La fibre intersidérale
La harpe en question, celle du titre, est une des bonnes idées du roman. Les planètes sont reliées entre elles par des faisceaux de lumières qui servent à communiquer à travers les années-lumières qui les séparent. Ces faisceaux se rejoignent sur des nœuds, gérés par les administrateurs réseaux de l’espace, qui surveillent et orientent toutes les données. Ce principe donne à la fois une petite originalité à l’univers développé ici, mais donne aussi une particularité visuelle forte au roman, on se représente tout ce bordel lumineux très facilement et ça marque l’identité du roman.
Le monde créé par Johan Heliot est très complexe, il aborde une foultitude de thèmes classiques de la SF et construit un tout cohérent et riche. On apprend petit à petit l’histoire et les secrets des primos et des néos, et la curiosité pousse le lecteur à suivre Teer-Elben dans sa quête, car l’énigme que renferme l’Abelle est fort mystérieuse. La richesse du background est à la fois une qualité, mais nous amène au principal défaut de La harpe des étoiles selon moi : L’auteur essaye tellement de décrire le fonctionnement et le background de sa création qu’il en oublierait presque que des personnages trainent au milieu de tout ça, qu’il a une aventure à mener et une quête à raconter.
Teer-Elben est intéressant dans le principe, mais au fur et à mesure de ma lecture, je me désintéressait de lui et de ses camarades. L’auteur passe tellement de temps et d’énergie à décrire tout et n’importe quoi, le fonctionnement des harpes, des castes, des nano-machines, de la cape magique du héros, etc… qu’on perd le fil de l’aventure très souvent. Ceux qui apprécient un background étoffé au détriment des personnages y trouveront leur compte, mais ça m’a posé pas mal de soucis d’immersion. Heliot décrit tout, certaines choses sont intéressantes et servent l’histoire, d’autres sont simplement des informations inutiles.
Au final, si on enlève tout l’enrobage SF hyper-dense du roman, il ne reste qu’un groupe de héros bien stéréotypés qui font un voyage sans trop savoir pourquoi. La composition de l’équipe apparait tellement classique (le héros idéaliste, le gros bourrin, la jolie nana mystérieuse, la petite bestiole rigolote) qu’on se croirait dans une BD Soleil. Ils sont trimballés par les évènements et on ne s’attache jamais vraiment à eux. L’équilibre entre world-building et personnages est clairement en défaveur de ces derniers.

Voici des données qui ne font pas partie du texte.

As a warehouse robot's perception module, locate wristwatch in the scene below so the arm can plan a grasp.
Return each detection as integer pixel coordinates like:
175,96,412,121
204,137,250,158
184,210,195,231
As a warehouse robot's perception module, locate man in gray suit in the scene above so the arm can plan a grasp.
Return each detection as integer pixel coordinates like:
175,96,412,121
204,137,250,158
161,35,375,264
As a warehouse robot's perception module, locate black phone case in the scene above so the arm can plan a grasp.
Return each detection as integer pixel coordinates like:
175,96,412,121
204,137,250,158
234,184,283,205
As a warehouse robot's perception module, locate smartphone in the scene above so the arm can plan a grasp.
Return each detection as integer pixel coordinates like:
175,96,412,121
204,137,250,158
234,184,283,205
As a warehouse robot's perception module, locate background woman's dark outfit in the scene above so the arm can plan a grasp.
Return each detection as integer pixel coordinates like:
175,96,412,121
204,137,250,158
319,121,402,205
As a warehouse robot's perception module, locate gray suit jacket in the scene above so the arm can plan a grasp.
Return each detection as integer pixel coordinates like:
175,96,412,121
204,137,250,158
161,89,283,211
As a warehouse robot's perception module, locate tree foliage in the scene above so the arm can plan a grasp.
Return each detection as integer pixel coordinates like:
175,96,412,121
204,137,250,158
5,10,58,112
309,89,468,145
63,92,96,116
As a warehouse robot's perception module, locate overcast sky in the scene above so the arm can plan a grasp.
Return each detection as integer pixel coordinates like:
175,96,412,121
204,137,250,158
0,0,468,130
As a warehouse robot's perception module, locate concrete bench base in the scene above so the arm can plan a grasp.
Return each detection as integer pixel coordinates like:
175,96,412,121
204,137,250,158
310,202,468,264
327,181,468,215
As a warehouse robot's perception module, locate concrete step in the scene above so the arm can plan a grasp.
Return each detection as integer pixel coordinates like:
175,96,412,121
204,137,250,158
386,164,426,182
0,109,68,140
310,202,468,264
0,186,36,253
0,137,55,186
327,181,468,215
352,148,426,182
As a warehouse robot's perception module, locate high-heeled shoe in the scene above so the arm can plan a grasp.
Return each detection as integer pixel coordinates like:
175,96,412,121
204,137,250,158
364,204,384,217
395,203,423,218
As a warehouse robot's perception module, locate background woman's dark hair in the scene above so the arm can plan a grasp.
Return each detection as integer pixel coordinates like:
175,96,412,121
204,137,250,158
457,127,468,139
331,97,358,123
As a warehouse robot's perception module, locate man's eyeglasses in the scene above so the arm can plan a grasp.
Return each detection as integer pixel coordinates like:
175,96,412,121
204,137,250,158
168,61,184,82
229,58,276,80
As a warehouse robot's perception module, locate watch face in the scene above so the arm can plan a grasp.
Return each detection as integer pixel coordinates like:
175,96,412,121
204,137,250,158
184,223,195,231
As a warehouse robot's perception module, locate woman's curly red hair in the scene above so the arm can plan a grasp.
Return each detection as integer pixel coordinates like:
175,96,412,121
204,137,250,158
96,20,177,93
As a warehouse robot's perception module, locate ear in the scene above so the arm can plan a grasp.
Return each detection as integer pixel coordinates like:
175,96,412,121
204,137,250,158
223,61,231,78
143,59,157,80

La harpe des étoiles est un univers de SF très intéressant mais tellement riche qu’on est écrasé par toutes ces informations, ces descriptions et les enjeux qui se croisent. Face à tout ça, les héros de cette aventure peinent à accrocher le lecteur, tentant quelques appels du pied de temps en temps, qui sont vite balayés par une énième explication encyclopédique de l’auteur.
Je tenterai peut-être la découverte un jour.